FIX n_iter_without_progress and min_grad_norm in TSNE

Sebastian Saeger · jnothman · commit 22213876d750 · 2016-10-12T23:46:13.000+11:00
Adds tests for n_iter_without_progress and min_grad_norm
diff --git a/sklearn/manifold/t_sne.py b/sklearn/manifold/t_sne.py
@@ -546,15 +546,19 @@ class TSNE(BaseEstimator):
         least 200.
 
     n_iter_without_progress : int, optional (default: 30)

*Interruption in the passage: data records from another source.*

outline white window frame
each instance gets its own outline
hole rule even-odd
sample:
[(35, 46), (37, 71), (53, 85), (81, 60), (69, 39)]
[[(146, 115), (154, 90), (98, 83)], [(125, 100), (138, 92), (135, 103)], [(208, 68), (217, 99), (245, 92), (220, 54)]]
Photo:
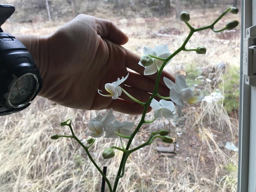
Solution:
[(245, 84), (246, 77), (242, 72), (243, 42), (245, 30), (255, 25), (256, 0), (241, 0), (237, 187), (239, 192), (256, 191), (256, 87)]

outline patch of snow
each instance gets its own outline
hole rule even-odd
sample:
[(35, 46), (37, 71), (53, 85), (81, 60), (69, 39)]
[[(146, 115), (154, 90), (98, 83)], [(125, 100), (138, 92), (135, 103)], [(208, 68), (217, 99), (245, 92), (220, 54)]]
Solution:
[(203, 101), (208, 103), (211, 103), (224, 99), (224, 97), (220, 92), (214, 92), (212, 93), (210, 95), (205, 96)]
[(225, 148), (233, 151), (237, 152), (238, 151), (237, 147), (236, 147), (234, 143), (231, 142), (227, 142), (225, 146)]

+        Only used if method='exact'
         Maximum number of iterations without progress before we abort the
-        optimization.
+        optimization. If method='barnes_hut' this parameter is fixed to
+        a value of 30 and cannot be changed.
 
         .. versionadded:: 0.17
            parameter *n_iter_without_progress* to control stopping criteria.
 
-    min_grad_norm : float, optional (default: 1E-7)

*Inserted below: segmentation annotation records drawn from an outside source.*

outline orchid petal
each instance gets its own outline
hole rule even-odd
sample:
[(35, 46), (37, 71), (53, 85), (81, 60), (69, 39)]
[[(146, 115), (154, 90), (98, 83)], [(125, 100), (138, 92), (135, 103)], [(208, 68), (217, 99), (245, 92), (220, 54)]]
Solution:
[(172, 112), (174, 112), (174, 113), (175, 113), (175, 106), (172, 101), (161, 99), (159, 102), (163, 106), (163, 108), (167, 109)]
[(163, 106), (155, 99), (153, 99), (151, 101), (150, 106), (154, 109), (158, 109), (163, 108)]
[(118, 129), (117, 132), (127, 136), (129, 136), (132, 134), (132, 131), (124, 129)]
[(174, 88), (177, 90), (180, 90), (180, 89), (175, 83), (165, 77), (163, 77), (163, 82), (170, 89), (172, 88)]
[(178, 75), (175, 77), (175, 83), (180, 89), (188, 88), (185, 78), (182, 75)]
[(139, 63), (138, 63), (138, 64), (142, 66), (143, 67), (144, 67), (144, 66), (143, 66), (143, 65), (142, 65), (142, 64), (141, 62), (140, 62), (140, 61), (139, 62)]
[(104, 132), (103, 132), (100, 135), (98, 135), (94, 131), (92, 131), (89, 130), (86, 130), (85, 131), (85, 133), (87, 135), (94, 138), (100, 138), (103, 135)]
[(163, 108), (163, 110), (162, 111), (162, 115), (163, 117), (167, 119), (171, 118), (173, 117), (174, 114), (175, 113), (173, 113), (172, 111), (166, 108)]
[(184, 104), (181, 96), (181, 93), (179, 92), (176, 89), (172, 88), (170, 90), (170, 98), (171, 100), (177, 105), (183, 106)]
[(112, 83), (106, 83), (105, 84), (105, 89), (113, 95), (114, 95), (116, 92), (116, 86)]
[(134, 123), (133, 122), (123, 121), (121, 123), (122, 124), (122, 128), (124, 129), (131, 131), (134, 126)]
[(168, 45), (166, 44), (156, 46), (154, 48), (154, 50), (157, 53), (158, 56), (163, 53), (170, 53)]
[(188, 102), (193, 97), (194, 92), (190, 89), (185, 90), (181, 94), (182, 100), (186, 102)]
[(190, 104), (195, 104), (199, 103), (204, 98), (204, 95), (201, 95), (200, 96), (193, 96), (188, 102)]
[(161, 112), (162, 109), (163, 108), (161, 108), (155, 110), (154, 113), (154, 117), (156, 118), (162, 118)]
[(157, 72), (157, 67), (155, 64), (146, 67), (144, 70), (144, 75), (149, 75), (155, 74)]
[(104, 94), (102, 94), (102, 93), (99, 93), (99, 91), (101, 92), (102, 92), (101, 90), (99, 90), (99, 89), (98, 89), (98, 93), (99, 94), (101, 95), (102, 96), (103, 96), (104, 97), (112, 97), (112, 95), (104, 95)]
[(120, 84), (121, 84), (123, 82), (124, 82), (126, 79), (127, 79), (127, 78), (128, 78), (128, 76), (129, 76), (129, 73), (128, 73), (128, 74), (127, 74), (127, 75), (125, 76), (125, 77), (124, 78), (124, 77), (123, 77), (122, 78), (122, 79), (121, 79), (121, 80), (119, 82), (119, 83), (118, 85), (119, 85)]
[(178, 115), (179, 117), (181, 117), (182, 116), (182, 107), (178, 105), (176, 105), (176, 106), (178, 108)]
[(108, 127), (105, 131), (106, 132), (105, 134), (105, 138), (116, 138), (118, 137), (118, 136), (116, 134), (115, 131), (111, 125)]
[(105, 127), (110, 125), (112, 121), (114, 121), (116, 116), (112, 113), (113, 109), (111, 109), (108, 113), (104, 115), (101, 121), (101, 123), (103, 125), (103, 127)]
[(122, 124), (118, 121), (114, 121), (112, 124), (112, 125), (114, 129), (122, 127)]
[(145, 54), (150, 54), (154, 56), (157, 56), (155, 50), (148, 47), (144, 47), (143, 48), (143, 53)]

+    min_grad_norm : float, optional (default: 1e-7)
+        Only used if method='exact'
         If the gradient norm is below this threshold, the optimization will
-        be aborted.
+        be aborted. If method='barnes_hut' this parameter is fixed to a value
+        of 1e-3 and cannot be changed.
 
     metric : string or callable, optional
         The metric to use when calculating distance between instances in a
@@ -802,9 +806,9 @@ def _tsne(self, P, degrees_of_freedom, n_samples, random_state,
                                                    self.n_components)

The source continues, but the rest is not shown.